I am sitting here in a state of malnutrition, unable to process complex questions coherently for my job. I'm definitely lacking in a certain food group, and haven't been honest about any of this. Ive been is jealous that others have followed this same food plan and lost weight, while I've just hit a plateau in terms of weight loss. Maybe I should post all of this on the AN board, as it's not bulimia but it's restricting.

So not only do I need to stop the bad behavior and replace it with healthy behaviors, but also fuel my body and mind the right away with the right food, instead of what some dumb book says.

Im admitting this on here, T doesn't know about this other than asked how I lost so much weight, and I said I've had it under control and done it slowly.

bellydancer
01-06-2012, 06:42 PM
TLady,

I don't see the comments you've received here as pushing you to get a divorce.
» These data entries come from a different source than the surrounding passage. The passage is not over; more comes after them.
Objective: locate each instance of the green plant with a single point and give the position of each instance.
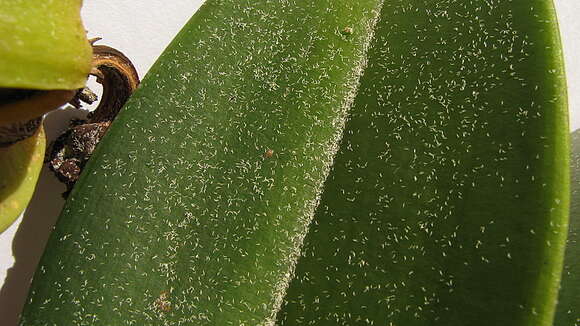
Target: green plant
(446, 204)
(44, 58)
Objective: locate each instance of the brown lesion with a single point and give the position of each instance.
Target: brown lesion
(71, 150)
(162, 302)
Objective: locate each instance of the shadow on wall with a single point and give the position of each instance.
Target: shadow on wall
(34, 230)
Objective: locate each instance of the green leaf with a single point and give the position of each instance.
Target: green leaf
(43, 45)
(20, 165)
(194, 205)
(568, 309)
(447, 203)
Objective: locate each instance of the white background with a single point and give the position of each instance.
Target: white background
(142, 29)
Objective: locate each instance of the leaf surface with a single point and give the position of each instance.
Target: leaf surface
(447, 203)
(193, 207)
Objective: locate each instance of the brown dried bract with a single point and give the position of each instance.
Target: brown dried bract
(74, 147)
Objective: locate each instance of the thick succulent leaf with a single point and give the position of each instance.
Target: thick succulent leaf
(568, 310)
(43, 45)
(20, 165)
(448, 200)
(193, 207)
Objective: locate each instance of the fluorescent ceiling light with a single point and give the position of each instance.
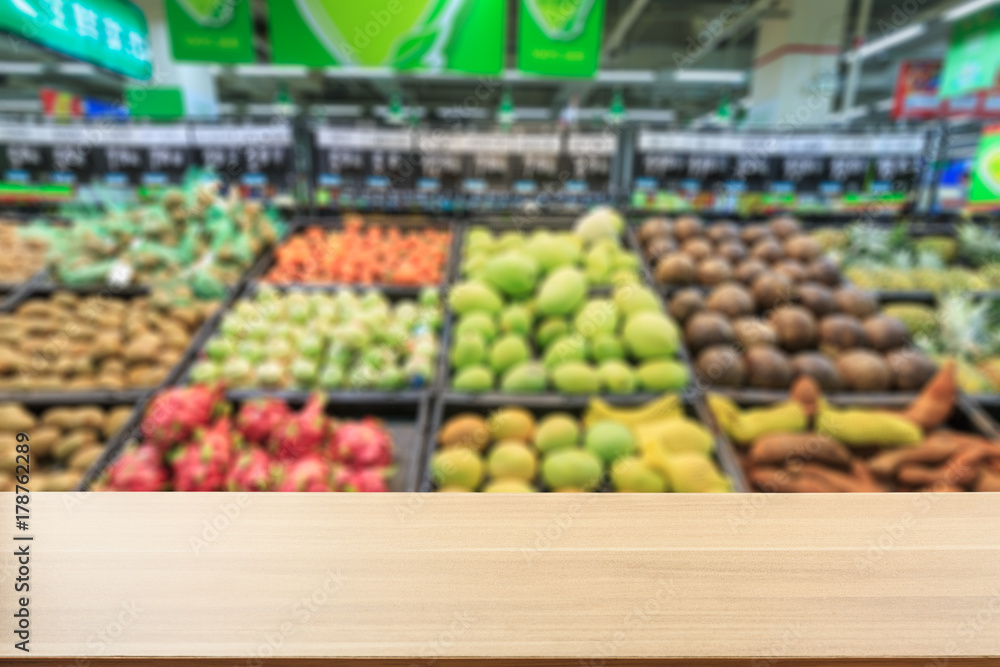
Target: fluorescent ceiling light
(967, 8)
(889, 41)
(709, 76)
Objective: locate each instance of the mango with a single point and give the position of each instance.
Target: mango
(557, 431)
(575, 377)
(472, 296)
(511, 459)
(467, 430)
(568, 348)
(632, 299)
(598, 316)
(469, 349)
(561, 292)
(477, 323)
(571, 468)
(513, 273)
(617, 377)
(508, 352)
(516, 319)
(633, 475)
(526, 378)
(473, 380)
(609, 441)
(606, 347)
(459, 467)
(662, 376)
(551, 329)
(651, 336)
(509, 486)
(512, 424)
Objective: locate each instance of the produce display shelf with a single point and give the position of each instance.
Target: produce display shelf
(450, 405)
(406, 421)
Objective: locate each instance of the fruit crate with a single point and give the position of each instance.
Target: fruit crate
(301, 224)
(447, 407)
(36, 290)
(409, 395)
(966, 418)
(405, 421)
(45, 440)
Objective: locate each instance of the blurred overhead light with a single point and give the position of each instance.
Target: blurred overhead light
(710, 76)
(889, 41)
(967, 8)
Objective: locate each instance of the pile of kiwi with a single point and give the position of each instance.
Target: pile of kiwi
(769, 308)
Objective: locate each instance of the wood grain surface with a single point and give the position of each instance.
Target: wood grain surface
(547, 578)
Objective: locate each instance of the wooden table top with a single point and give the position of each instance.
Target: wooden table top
(541, 579)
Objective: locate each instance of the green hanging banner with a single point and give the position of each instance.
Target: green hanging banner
(560, 37)
(465, 36)
(215, 31)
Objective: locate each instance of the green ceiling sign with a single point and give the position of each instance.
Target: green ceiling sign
(560, 37)
(108, 33)
(219, 31)
(427, 35)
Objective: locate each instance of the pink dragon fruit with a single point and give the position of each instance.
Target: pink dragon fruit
(310, 473)
(301, 433)
(362, 444)
(139, 469)
(174, 415)
(258, 419)
(367, 480)
(203, 464)
(253, 470)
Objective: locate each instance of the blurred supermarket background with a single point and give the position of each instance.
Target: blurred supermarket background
(500, 244)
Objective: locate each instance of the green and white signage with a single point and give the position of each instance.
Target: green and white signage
(108, 33)
(430, 35)
(218, 31)
(560, 37)
(973, 59)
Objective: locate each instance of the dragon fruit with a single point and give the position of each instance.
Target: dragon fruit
(310, 473)
(174, 415)
(258, 419)
(301, 433)
(139, 469)
(368, 480)
(203, 464)
(253, 470)
(362, 444)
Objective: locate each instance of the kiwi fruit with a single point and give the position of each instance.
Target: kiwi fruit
(713, 271)
(676, 269)
(686, 227)
(864, 370)
(857, 302)
(823, 271)
(911, 369)
(768, 368)
(784, 227)
(721, 366)
(819, 367)
(817, 298)
(803, 248)
(752, 331)
(707, 328)
(731, 300)
(885, 332)
(699, 249)
(685, 303)
(771, 290)
(841, 332)
(749, 270)
(767, 250)
(795, 328)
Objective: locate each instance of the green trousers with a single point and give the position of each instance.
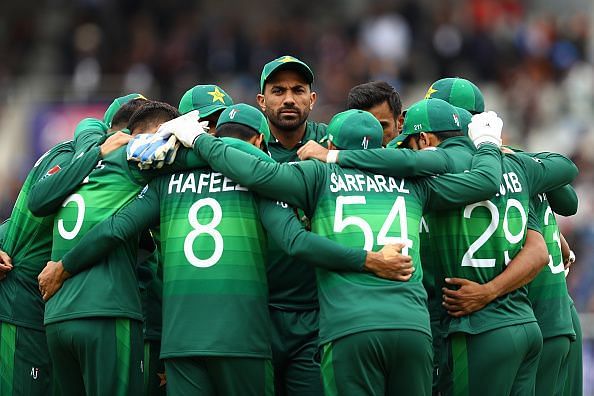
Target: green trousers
(25, 367)
(218, 376)
(378, 362)
(96, 356)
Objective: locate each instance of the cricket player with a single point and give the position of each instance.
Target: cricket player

My feeling in your situation is that sometihng's gotta give.

You can't stay married in an unfulfilling, unloving situation AND place so much of your self-esteem with these superficial hook ups AND engage in high-risk behaviors AND expect to find a happy, fulfilling relationshiop AND expect to feel like a person who is whole and fulfilled. Can you see what a self-perpetuating cycle this is? If you want something to change, then you have to make a decision somewhere. You can make that decision for yourself, but until you do, nothing is going to ever be different, unless it's just getting worse.

There's nothing else that we can tell you about this situation, and now we're back to the beginning again.

TennisLady
01-06-2012, 10:06 PM
bellydancer,

Agree one hundred %. Back to square one, posting on AN board now as this has taken a different twist.